En este país nos hemos convertido en expertos en indignarnos desde la comodidad del celular. Somos valientes detrás de un teclado, pero cobardes en la calle. Y no lo digo para ofender, lo digo porque yo también lo he hecho. Porque es más fácil escribir un “qué vergüenza” en Facebook que plantarte frente a una institución podrida y exigir que alguien pague por lo que nos roba.

La corrupción aquí no es un rumor, es un hábito. Está en los pasillos del Congreso, en las licitaciones maquilladas, en las comisiones “de evaluación” que siempre terminan dándole el contrato al amigo del ministro. Está en el policía que te para no porque rompiste la ley, sino porque necesita “resolver”. Está en el funcionario que se inventa una “asesoría” para meter a su primo a la nómina del Estado.

Sí, dicen que hemos mejorado en los índices internacionales… 36 sobre 100, aplaudan todos, estamos menos podridos que antes. Pero seguimos apestando. ¿De qué sirve subir unos puntos si la impunidad sigue siendo el idioma oficial? Si el 51 % de la gente siente que la corrupción ha aumentado, ¿de qué sirve el ranking?

Aquí se anuncian “operaciones” con nombres de telenovela: Antipulpo, Calamar, Medusa… todas llenas de titulares, allanamientos y promesas. Pero el verdadero guion lo escriben los abogados que estiran los procesos hasta que todo prescribe. Al final, el que robó millones termina en su casa, bebiendo whisky de 18 años, viendo en la tele cómo todavía discutimos si fue culpable o no.

Lo peor no es la corrupción en sí, lo peor es cómo la hemos normalizado. Hemos aprendido a vivir con ella como con la humedad en las paredes: molesta, pero ahí está, y ya ni la notamos. Nos quejamos del político ladrón, pero igual le pedimos “que nos resuelva” con una beca o un trabajo. Nos burlamos de que roban, pero nos conformamos si “roban, pero dejan algo”.

Ese es el verdadero precio de callar: nos convertimos en cómplices. El silencio nos sale caro. Nos cuesta hospitales sin medicinas, escuelas sin maestros, carreteras que se hunden al primer aguacero. Nos cuesta vivir con miedo, con rabia, con la certeza de que si mañana te matan, probablemente tu expediente termine archivado “por falta de pruebas”.
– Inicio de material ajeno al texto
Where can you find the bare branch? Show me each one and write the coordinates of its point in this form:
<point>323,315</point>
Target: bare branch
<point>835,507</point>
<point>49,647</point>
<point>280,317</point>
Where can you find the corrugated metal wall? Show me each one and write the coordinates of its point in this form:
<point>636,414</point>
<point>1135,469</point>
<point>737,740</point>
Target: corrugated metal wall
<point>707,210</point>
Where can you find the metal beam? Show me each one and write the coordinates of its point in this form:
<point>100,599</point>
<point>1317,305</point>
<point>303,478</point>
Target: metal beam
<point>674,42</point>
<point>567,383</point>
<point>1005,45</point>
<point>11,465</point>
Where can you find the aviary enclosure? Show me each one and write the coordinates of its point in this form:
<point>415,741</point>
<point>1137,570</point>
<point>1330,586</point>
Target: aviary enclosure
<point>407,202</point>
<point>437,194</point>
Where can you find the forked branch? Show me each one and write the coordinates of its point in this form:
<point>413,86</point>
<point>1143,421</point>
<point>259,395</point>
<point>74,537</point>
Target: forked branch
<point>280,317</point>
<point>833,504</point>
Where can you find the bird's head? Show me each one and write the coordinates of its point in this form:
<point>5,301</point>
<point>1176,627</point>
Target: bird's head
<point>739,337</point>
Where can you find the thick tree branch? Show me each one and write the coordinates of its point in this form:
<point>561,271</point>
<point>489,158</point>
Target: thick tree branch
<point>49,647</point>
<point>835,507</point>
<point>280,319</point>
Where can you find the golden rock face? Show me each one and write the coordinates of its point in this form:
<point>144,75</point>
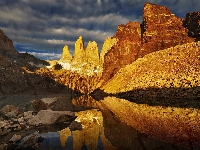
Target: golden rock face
<point>176,67</point>
<point>159,30</point>
<point>192,23</point>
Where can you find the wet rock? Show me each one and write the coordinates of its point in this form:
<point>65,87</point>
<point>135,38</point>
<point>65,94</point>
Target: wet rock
<point>44,103</point>
<point>15,138</point>
<point>47,117</point>
<point>29,141</point>
<point>10,111</point>
<point>75,126</point>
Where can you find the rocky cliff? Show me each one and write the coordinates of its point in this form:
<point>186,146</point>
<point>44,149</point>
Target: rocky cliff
<point>81,72</point>
<point>92,54</point>
<point>192,23</point>
<point>66,55</point>
<point>172,73</point>
<point>6,46</point>
<point>74,80</point>
<point>159,30</point>
<point>79,52</point>
<point>16,77</point>
<point>124,51</point>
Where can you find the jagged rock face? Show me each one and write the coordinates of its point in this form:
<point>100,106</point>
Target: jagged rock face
<point>92,54</point>
<point>160,30</point>
<point>124,51</point>
<point>79,52</point>
<point>6,46</point>
<point>108,43</point>
<point>192,23</point>
<point>66,56</point>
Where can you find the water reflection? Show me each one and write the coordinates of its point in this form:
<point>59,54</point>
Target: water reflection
<point>117,124</point>
<point>168,124</point>
<point>103,130</point>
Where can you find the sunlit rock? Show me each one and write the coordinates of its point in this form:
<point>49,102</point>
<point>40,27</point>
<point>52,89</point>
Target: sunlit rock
<point>79,52</point>
<point>175,71</point>
<point>66,56</point>
<point>92,54</point>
A veces pienso que este país no se jode por culpa de los corruptos, sino por culpa de los que los dejamos vivir tranquilos. Por culpa de todos los que seguimos creyendo que la política es un juego de colores y no de principios. Por culpa de los que cambiamos el voto por una funda de comida, por un bono de Navidad o por una promesa que nunca se cumple.

Callar es dejar que otros escriban tu historia… y créeme, si no la escribes tú, ellos la van a escribir con tinta de mentira y páginas manchadas de sangre.